How Australia Day echoes the 1948 exodus of Palestine

The parallels between Australia and Israel are particularly obvious on January 26, writes Randa Abdel-Fattah.

In my box of childhood memorabilia is a 1988 “Bicentennial Memento for School Students”. I was nine years’ old when the government issued this heritage medallion to Australian students. My family and I were visiting my father’s family in Kuwait during the Bicentennial celebrations. We watched the news of the massive Sydney protest march held on Australia Day. It didn’t make sense to me. I was too young then to realise I had a reference point to understand dispossession and land theft. Indeed, we were in Kuwait because my Palestinian family was denied the right to live on their land in Israeli-occupied Palestine.

If you had asked me then what I learned at school about Australia’s ‘founding’ history, I would have been able to tell you about life on the first fleet, the hardships convicts endured, Captain Cook’s voyages and Arthur Phillip’s arrival. Australia’s Aboriginal and Torres Strait Islander First Nations’ people was absent from the triumphant and celebratory narrative I was taught at school. The single film I recall watching first at school and then at home, borrowed from our local corner milk bar run by a Palestinian family, was Dot and the Kangaroo. The irony of this sits with me like concrete in my stomach. I am of Palestinian descent and I grew up hearing stories about dispossession, injustice, land rights. Yet my family and I watched Dot and the Kangaroo as just another cartoon. I even remember being terrified of the scene in which Dot and her kangaroo friend spy on a supposed Aboriginal tribal hunting ceremony.

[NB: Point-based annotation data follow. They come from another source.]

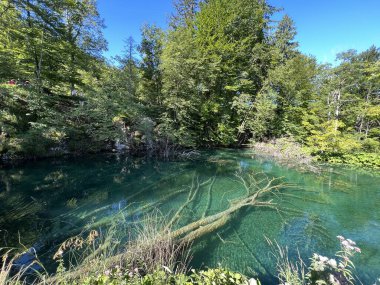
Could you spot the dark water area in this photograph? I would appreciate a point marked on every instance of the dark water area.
(43, 203)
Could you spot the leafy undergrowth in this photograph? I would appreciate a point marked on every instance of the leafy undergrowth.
(164, 277)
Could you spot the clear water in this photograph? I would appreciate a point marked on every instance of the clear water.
(42, 203)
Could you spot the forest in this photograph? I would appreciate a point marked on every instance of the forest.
(225, 74)
(226, 80)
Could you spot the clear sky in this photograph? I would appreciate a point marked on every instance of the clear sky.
(325, 27)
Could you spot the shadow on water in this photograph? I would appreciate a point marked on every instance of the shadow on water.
(43, 203)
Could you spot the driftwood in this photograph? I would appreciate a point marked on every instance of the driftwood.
(258, 192)
(211, 223)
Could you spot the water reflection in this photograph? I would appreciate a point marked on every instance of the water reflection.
(48, 201)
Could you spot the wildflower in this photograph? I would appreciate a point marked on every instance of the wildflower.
(332, 279)
(351, 242)
(58, 254)
(332, 263)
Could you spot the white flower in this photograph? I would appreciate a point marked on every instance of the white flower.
(332, 279)
(351, 242)
(323, 258)
(332, 263)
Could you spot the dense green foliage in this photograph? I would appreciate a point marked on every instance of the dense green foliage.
(223, 74)
(161, 277)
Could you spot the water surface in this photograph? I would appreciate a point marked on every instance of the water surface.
(42, 203)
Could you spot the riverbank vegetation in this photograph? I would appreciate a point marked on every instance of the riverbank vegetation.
(223, 74)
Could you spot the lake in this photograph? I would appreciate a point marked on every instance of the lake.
(43, 203)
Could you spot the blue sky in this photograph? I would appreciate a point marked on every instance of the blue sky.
(325, 27)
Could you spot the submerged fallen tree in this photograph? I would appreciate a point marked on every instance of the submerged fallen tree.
(158, 243)
(253, 198)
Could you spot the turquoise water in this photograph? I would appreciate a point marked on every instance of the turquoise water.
(42, 203)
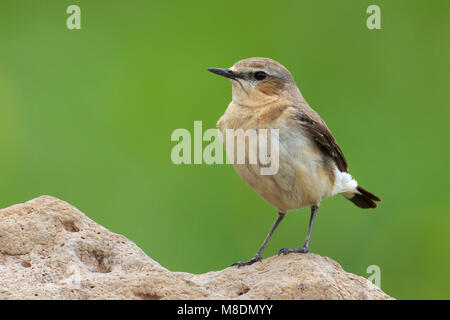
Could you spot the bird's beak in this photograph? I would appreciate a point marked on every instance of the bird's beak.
(224, 72)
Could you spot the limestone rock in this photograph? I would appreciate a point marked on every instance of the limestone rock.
(51, 250)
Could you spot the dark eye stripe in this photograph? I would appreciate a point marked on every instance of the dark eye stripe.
(260, 75)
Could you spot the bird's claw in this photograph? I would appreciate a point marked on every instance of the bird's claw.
(239, 264)
(303, 249)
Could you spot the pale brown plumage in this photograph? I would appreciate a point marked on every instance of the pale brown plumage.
(312, 166)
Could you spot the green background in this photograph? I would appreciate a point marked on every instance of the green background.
(86, 115)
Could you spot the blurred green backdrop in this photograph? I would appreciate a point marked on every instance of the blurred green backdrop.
(86, 115)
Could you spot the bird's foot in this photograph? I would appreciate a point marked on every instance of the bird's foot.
(303, 249)
(256, 258)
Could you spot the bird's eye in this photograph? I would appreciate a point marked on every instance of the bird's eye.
(260, 75)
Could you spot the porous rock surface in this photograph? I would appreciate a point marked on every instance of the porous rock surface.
(51, 250)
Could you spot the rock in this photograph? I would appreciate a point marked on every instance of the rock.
(51, 250)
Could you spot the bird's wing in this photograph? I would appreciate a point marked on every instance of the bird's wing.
(318, 130)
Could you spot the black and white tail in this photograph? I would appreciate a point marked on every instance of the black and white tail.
(364, 199)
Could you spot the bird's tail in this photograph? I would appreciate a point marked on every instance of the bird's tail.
(363, 198)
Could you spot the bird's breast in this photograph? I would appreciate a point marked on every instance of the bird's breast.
(303, 177)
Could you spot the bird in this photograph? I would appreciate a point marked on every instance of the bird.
(312, 166)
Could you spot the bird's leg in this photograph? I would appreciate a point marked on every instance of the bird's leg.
(258, 255)
(305, 247)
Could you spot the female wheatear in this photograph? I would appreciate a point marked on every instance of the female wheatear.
(312, 167)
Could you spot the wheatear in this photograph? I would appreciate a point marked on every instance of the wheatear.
(312, 167)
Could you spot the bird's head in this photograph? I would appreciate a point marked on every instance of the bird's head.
(259, 81)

I was an ’80s child, socialised in a non-reflexive, self-idealised narrative of Australia as a trying-to-be-successful multicultural nation which had only recently abandoned (at least legally, anyway) its racist White Australia policy. Growing up I understood that my father had a home in Palestine, which he was not allowed to return to, and that I had family in Kuwait and Jordan, who were denied the right to live in their homeland, Palestine. I attended family weekend events hosted by a local Palestinian group where I caught snatches of conversation about an intifada, about somebody called Yasser Arafat. There was little understanding then of how the dispossessed were on the land of another dispossessed people. My family migrated to Australia in 1971, only a few years after Aboriginal people were counted in the national census for the first time. I grew up at a time in which the myth of terra nullius was upheld and legal challenges to the principle were unsuccessful.